Besides being good for business, bots and drones are also great for the environment. They can help reduce carbon emissions and road congestion in many densely populated cities. As the drive for instant gratification increases, these technologies can help meet on-demand and local delivery needs. Companies in industries such as healthcare and hospitality are already using these powerful technologies to deliver goods and supplies to remote places where large vehicles can’t go. Delivery bots and drones are more suitable for automation because they are smaller and consume less power, which makes them easier to use in urban and rural environments.

Big Data

Data-driven organizations are leveraging big data and analytics to obtain accurate, timely insight into business performance. New trends and bottlenecks can be identified with the help of big data. In shipping and manufacturing, network planning, real-time optimization of routes and preventive maintenance, which helps in preventing breakdowns are some of the areas that big data is being put to use.

Some leading freight companies are utilizing data from GPS trackers to study operational efficiency and prevent bottlenecks. With big data and predictive analytics, logistics companies will be able to enhance delivery speed, reduce costs, and provide accurate real-time package tracking for customers.

Augmented Reality (AR) And Virtual Reality (VR)

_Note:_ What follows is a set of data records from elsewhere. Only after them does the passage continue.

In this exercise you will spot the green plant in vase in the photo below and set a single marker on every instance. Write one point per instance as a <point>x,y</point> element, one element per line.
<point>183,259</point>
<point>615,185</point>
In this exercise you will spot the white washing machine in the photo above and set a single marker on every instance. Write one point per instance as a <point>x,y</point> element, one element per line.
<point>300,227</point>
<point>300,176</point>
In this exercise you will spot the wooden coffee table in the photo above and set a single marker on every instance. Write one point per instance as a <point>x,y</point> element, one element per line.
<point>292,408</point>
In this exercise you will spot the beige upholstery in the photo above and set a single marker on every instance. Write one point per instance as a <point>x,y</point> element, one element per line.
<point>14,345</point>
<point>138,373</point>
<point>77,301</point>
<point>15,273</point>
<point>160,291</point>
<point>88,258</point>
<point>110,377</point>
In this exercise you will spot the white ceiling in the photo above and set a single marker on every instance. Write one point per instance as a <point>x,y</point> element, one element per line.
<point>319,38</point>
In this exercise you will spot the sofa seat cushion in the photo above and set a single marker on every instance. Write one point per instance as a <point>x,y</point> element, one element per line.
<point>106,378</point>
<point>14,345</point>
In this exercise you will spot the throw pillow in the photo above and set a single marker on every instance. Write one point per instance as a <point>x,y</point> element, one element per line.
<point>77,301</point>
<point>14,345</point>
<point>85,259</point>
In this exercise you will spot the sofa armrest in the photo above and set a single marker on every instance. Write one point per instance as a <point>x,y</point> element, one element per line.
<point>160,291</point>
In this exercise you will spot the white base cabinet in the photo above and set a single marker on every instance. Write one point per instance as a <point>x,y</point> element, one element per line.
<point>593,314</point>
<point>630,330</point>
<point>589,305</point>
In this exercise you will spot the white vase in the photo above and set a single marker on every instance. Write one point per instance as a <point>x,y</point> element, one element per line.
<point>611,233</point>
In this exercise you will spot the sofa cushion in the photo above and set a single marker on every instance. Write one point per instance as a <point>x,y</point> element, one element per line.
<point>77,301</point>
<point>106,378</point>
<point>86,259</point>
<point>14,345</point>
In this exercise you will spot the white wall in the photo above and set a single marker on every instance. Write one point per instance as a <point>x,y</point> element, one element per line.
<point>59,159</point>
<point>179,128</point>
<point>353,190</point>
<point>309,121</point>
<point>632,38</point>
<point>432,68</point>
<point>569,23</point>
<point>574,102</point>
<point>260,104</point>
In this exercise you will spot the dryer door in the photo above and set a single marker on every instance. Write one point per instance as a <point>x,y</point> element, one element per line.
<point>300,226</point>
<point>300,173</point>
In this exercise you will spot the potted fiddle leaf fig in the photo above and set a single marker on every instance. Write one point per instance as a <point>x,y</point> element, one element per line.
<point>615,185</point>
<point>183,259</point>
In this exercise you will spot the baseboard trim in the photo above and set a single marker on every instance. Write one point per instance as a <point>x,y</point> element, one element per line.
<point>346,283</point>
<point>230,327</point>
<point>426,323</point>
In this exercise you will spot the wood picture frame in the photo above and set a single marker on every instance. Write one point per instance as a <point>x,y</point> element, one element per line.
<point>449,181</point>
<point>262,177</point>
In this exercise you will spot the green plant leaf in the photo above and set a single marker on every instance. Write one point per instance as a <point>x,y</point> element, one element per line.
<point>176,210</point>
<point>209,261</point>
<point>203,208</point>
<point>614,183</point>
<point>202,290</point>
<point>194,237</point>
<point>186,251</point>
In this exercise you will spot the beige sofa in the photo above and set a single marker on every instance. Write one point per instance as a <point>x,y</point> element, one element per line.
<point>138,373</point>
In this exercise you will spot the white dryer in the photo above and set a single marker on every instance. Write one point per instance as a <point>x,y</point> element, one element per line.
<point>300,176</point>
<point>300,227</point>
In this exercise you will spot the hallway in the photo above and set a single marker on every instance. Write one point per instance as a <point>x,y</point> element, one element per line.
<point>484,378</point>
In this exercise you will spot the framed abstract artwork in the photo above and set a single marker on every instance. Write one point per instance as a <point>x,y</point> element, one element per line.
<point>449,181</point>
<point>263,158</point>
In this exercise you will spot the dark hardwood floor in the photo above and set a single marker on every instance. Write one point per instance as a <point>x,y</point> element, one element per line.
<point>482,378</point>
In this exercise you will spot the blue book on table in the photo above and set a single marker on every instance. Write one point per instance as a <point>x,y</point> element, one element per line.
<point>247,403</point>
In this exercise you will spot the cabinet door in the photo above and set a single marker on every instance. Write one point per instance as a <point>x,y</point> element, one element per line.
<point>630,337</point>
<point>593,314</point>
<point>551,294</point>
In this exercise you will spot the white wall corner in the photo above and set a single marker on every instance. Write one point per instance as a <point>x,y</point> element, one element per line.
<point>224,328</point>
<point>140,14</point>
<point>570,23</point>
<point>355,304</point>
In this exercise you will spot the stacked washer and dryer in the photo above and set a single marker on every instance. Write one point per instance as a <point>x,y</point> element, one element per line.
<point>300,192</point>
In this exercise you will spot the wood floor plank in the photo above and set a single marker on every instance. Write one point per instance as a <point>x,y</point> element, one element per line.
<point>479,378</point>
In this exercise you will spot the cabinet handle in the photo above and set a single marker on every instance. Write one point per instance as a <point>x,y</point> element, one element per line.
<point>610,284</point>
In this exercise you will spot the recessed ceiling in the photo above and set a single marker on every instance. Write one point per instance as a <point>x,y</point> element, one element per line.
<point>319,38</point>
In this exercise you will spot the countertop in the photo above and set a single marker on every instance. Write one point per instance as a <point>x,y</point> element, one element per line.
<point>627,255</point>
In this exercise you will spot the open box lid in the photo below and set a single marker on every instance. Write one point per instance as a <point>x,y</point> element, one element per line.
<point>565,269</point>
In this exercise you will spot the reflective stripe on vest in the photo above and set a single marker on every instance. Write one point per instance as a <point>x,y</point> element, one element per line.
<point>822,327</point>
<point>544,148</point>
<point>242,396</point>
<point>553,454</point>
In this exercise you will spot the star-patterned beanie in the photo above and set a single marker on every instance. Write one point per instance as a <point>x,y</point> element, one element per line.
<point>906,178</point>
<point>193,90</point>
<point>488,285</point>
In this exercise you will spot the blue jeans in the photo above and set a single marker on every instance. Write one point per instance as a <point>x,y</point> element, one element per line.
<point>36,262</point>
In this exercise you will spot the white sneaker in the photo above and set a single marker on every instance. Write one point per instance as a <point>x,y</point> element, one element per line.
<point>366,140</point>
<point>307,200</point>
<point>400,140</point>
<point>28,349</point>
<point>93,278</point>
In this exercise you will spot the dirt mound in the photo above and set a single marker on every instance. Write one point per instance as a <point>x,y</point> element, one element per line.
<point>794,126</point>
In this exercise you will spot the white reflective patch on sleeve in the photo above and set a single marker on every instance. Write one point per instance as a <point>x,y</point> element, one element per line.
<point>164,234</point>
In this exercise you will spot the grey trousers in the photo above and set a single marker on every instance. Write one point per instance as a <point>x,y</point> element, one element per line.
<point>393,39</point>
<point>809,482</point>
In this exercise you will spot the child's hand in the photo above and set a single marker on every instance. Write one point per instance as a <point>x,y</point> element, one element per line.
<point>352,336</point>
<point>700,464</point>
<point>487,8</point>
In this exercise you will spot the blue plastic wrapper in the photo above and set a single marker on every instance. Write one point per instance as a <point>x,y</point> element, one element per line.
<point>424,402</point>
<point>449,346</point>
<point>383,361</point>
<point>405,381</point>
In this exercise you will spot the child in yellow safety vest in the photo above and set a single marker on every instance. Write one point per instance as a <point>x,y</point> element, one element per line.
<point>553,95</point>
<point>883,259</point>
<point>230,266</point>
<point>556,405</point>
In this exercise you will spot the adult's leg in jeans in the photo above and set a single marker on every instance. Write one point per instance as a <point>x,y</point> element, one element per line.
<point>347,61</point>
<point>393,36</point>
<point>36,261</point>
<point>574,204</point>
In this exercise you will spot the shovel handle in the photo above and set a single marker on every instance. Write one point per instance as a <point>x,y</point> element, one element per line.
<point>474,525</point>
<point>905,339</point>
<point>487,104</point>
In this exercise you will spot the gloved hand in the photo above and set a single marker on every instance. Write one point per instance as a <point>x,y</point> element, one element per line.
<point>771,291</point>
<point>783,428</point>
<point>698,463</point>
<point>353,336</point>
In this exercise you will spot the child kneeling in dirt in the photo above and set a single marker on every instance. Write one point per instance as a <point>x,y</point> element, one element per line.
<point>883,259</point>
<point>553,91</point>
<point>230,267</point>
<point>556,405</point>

Augmented reality (AR) and virtual reality (VR) have the potential to transform customer experiences in logistics and retail industries. Some studies estimate that in the next three years VR adoption will be more widespread while AR will become more mainstream in the next six years. However, in some industries, the use of these technologies is already gaining significant traction. This includes in manufacturing where VR and AR are used in product design and development, repair, and maintenance of industrial equipment. In the retail space, product virtualization is helping customers make informed purchasing decisions.

Chatbots

Conversational systems such as chatbots and virtual personal assistants (VPAs) are playing a critical role in communication and customer service today. These technologies come with the capability to answer many varieties of questions and offer solutions without help from human agents.  They can handle online transactions, provide access to information quickly, and ensure delivery.

With so many powerful technologies popping up every day, there’s no doubt that the freight industry is undergoing a major technological change. These shifts in technology demand that logistics companies become more agile and more responsive to the growing demand from clients. By leveraging the technologies discussed above, freight companies will be able to meet the evolving customer expectations and thrive in this constantly changing market.